Claimant concedes that there is nothing in the record to indicate any fraud, overreaching or misrepresentation on the part of the employer/carrier. Rather, claimant argues that the stipulation’s attempt to “wash out” his entitlements to future medical benefits voids the entire agreement under section 440.20(12)(a), Florida Statutes (1985). Section 440.20(12)(a) provides that “[i]n no case may a lump-sum payment be allowed in exchange for the release of an employer’s or carrier’s liability for future medical expenses.” This language suggests, and claimant in fact contends, that a stipulation which attempts to arrange a lump-sum payment in exchange for release of an employer/carrier’s future liability for medical expenses is voidable. Without reaching the merits of this contention, we note that the employer/carrier specifically stated in the stipulation at issue that it would “continue to pay off future authorized medical expenses resulting from this injury subject to the terms and limitations of Florida’s Workers’ Compensation Law.” Consequently, appellant incorrectly maintains that the employer/carrier attempted to “wash out” all future medical benefits.

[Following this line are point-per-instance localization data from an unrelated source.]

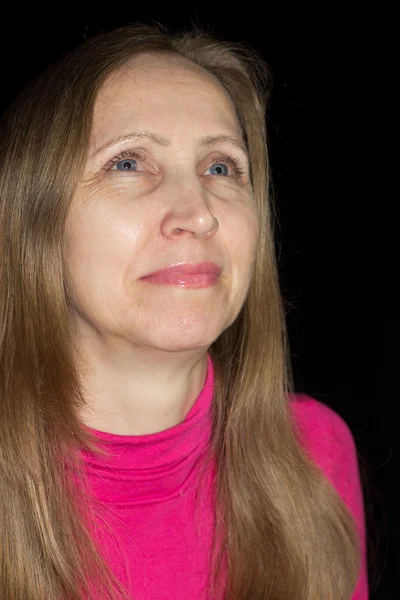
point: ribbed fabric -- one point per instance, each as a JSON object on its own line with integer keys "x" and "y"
{"x": 147, "y": 491}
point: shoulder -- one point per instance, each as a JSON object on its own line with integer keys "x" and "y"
{"x": 327, "y": 438}
{"x": 328, "y": 441}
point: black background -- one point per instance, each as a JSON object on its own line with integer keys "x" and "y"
{"x": 331, "y": 125}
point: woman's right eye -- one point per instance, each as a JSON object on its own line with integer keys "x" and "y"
{"x": 126, "y": 161}
{"x": 125, "y": 165}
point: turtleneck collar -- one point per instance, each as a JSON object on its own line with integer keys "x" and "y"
{"x": 146, "y": 469}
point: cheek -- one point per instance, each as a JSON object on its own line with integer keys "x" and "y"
{"x": 243, "y": 231}
{"x": 100, "y": 230}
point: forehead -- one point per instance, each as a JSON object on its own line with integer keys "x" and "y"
{"x": 171, "y": 91}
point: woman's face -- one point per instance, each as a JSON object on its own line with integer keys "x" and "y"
{"x": 174, "y": 159}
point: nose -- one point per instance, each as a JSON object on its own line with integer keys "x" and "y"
{"x": 189, "y": 211}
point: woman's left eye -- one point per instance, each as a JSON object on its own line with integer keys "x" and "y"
{"x": 219, "y": 169}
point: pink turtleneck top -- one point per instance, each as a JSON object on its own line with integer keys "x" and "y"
{"x": 147, "y": 493}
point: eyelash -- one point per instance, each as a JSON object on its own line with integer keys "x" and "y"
{"x": 233, "y": 161}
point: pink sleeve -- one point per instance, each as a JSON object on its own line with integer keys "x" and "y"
{"x": 332, "y": 446}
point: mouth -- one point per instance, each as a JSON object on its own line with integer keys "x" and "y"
{"x": 186, "y": 275}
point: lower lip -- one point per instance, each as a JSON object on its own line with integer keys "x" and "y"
{"x": 194, "y": 280}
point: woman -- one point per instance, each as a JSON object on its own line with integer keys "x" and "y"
{"x": 151, "y": 443}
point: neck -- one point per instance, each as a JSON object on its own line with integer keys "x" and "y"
{"x": 133, "y": 390}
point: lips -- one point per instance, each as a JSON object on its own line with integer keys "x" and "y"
{"x": 203, "y": 268}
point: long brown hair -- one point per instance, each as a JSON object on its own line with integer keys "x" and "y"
{"x": 286, "y": 532}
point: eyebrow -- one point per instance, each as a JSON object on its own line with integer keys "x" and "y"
{"x": 163, "y": 141}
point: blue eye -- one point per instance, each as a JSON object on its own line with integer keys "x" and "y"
{"x": 219, "y": 169}
{"x": 126, "y": 165}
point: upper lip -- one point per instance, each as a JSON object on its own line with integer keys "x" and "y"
{"x": 188, "y": 268}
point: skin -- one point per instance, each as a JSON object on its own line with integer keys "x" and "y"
{"x": 142, "y": 348}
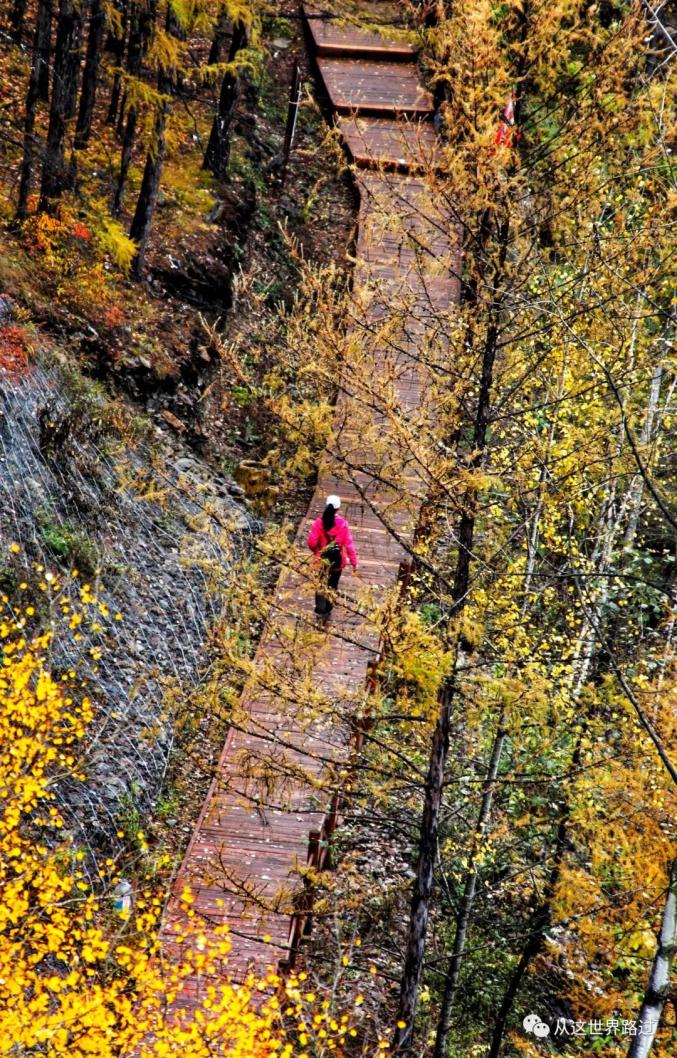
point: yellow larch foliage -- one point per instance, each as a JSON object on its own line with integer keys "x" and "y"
{"x": 75, "y": 978}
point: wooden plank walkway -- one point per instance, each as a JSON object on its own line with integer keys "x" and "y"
{"x": 250, "y": 842}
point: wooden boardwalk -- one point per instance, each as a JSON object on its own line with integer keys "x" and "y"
{"x": 250, "y": 841}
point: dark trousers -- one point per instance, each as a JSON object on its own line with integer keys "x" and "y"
{"x": 323, "y": 604}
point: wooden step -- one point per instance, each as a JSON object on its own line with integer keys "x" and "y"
{"x": 381, "y": 141}
{"x": 381, "y": 89}
{"x": 335, "y": 37}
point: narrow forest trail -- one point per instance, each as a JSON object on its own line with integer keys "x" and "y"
{"x": 243, "y": 856}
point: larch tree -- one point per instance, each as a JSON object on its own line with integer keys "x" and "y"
{"x": 65, "y": 80}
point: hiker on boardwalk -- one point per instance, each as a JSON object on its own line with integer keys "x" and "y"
{"x": 331, "y": 543}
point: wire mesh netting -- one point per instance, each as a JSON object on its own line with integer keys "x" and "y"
{"x": 154, "y": 533}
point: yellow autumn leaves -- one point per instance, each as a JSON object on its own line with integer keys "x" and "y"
{"x": 75, "y": 978}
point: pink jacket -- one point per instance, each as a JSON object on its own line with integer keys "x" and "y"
{"x": 317, "y": 540}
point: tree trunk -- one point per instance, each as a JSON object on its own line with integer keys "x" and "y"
{"x": 435, "y": 781}
{"x": 216, "y": 157}
{"x": 454, "y": 967}
{"x": 43, "y": 76}
{"x": 658, "y": 986}
{"x": 63, "y": 95}
{"x": 18, "y": 15}
{"x": 148, "y": 195}
{"x": 535, "y": 934}
{"x": 25, "y": 177}
{"x": 90, "y": 75}
{"x": 423, "y": 882}
{"x": 218, "y": 39}
{"x": 150, "y": 184}
{"x": 115, "y": 44}
{"x": 139, "y": 39}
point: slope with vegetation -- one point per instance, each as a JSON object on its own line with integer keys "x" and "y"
{"x": 508, "y": 841}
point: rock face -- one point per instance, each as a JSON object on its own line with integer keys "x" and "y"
{"x": 154, "y": 532}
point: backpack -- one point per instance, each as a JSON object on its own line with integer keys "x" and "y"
{"x": 331, "y": 552}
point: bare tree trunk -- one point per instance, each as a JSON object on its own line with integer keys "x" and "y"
{"x": 465, "y": 910}
{"x": 41, "y": 28}
{"x": 435, "y": 782}
{"x": 18, "y": 15}
{"x": 139, "y": 38}
{"x": 115, "y": 46}
{"x": 536, "y": 930}
{"x": 43, "y": 78}
{"x": 90, "y": 75}
{"x": 218, "y": 151}
{"x": 218, "y": 39}
{"x": 63, "y": 95}
{"x": 658, "y": 986}
{"x": 150, "y": 184}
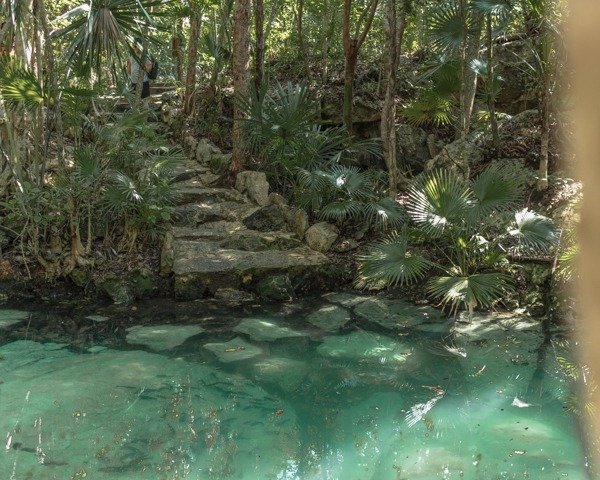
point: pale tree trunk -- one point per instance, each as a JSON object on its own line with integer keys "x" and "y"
{"x": 241, "y": 57}
{"x": 176, "y": 49}
{"x": 352, "y": 44}
{"x": 301, "y": 44}
{"x": 394, "y": 26}
{"x": 192, "y": 60}
{"x": 491, "y": 100}
{"x": 259, "y": 50}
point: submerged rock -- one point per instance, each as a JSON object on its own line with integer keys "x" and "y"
{"x": 396, "y": 313}
{"x": 366, "y": 347}
{"x": 11, "y": 317}
{"x": 162, "y": 337}
{"x": 265, "y": 329}
{"x": 234, "y": 350}
{"x": 329, "y": 318}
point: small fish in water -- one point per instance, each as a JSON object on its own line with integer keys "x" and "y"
{"x": 42, "y": 458}
{"x": 235, "y": 349}
{"x": 517, "y": 402}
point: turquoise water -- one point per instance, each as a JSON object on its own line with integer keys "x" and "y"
{"x": 341, "y": 387}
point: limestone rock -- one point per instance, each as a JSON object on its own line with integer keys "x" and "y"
{"x": 234, "y": 350}
{"x": 275, "y": 287}
{"x": 329, "y": 318}
{"x": 266, "y": 219}
{"x": 255, "y": 185}
{"x": 396, "y": 313}
{"x": 265, "y": 330}
{"x": 458, "y": 156}
{"x": 300, "y": 223}
{"x": 203, "y": 151}
{"x": 11, "y": 317}
{"x": 321, "y": 236}
{"x": 366, "y": 347}
{"x": 161, "y": 337}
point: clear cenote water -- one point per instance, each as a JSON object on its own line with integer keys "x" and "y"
{"x": 341, "y": 387}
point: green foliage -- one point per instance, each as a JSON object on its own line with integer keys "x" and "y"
{"x": 472, "y": 225}
{"x": 341, "y": 193}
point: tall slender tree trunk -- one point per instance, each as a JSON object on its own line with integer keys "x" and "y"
{"x": 491, "y": 94}
{"x": 241, "y": 56}
{"x": 192, "y": 60}
{"x": 352, "y": 44}
{"x": 259, "y": 50}
{"x": 177, "y": 50}
{"x": 301, "y": 44}
{"x": 395, "y": 25}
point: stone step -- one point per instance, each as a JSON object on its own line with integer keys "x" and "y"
{"x": 235, "y": 235}
{"x": 189, "y": 170}
{"x": 194, "y": 214}
{"x": 194, "y": 191}
{"x": 204, "y": 266}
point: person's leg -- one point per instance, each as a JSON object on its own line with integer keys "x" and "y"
{"x": 146, "y": 90}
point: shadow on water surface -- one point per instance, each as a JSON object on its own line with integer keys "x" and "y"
{"x": 81, "y": 398}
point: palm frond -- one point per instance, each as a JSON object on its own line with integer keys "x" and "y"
{"x": 533, "y": 231}
{"x": 480, "y": 289}
{"x": 391, "y": 262}
{"x": 438, "y": 199}
{"x": 385, "y": 213}
{"x": 19, "y": 85}
{"x": 497, "y": 189}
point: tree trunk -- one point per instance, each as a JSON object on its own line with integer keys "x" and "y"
{"x": 352, "y": 44}
{"x": 491, "y": 94}
{"x": 241, "y": 55}
{"x": 394, "y": 23}
{"x": 192, "y": 60}
{"x": 301, "y": 44}
{"x": 259, "y": 50}
{"x": 177, "y": 51}
{"x": 545, "y": 134}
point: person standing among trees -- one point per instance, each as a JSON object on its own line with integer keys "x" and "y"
{"x": 133, "y": 69}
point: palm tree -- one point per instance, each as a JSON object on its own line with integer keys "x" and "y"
{"x": 471, "y": 226}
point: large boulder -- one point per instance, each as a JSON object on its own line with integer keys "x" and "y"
{"x": 255, "y": 185}
{"x": 321, "y": 236}
{"x": 458, "y": 156}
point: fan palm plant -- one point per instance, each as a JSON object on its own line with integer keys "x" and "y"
{"x": 472, "y": 227}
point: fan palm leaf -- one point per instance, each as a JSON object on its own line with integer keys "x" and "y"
{"x": 479, "y": 289}
{"x": 533, "y": 231}
{"x": 438, "y": 199}
{"x": 391, "y": 262}
{"x": 497, "y": 189}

The Florida Supreme Court’s reasoning in Steele v. A.D.H. Building Contractors indicates that factual stipulations such as the one agreed to in the instant case should be upheld absent a showing of fraud, overreaching or misrepresentation. There being no suggestion of these factors in the record before the court, we find that the deputy commissioner’s granting of the employer/carrier’s motion to dismiss should be affirmed.
AFFIRMED.
ERVIN and ZEHMER, JJ., concur.

. The "statute” mentioned by the court is section 440.20(10), Florida Statute (1965), which provided:
“Upon joint petition of all interested parties and after giving due consideration to the interests of all interested parties, if he finds that it is for the best interests of the person entitled to compensation a deputy commissioner may enter a compensation order approving and authorizing the discharge of the liability of the employer for both compensation and remedial treatment, care and attendance by the payment of a lump sum equal to the present value of all future payments for both compensation and remedial treatment, care and attendance; and a compensation order so entered upon joint petition of all interested parties shall not be subject to modification or review under § 440.28.”
The current analogue to section 440.20(10) is section 440.20(12)(b)(l), Florida Statutes, (1985).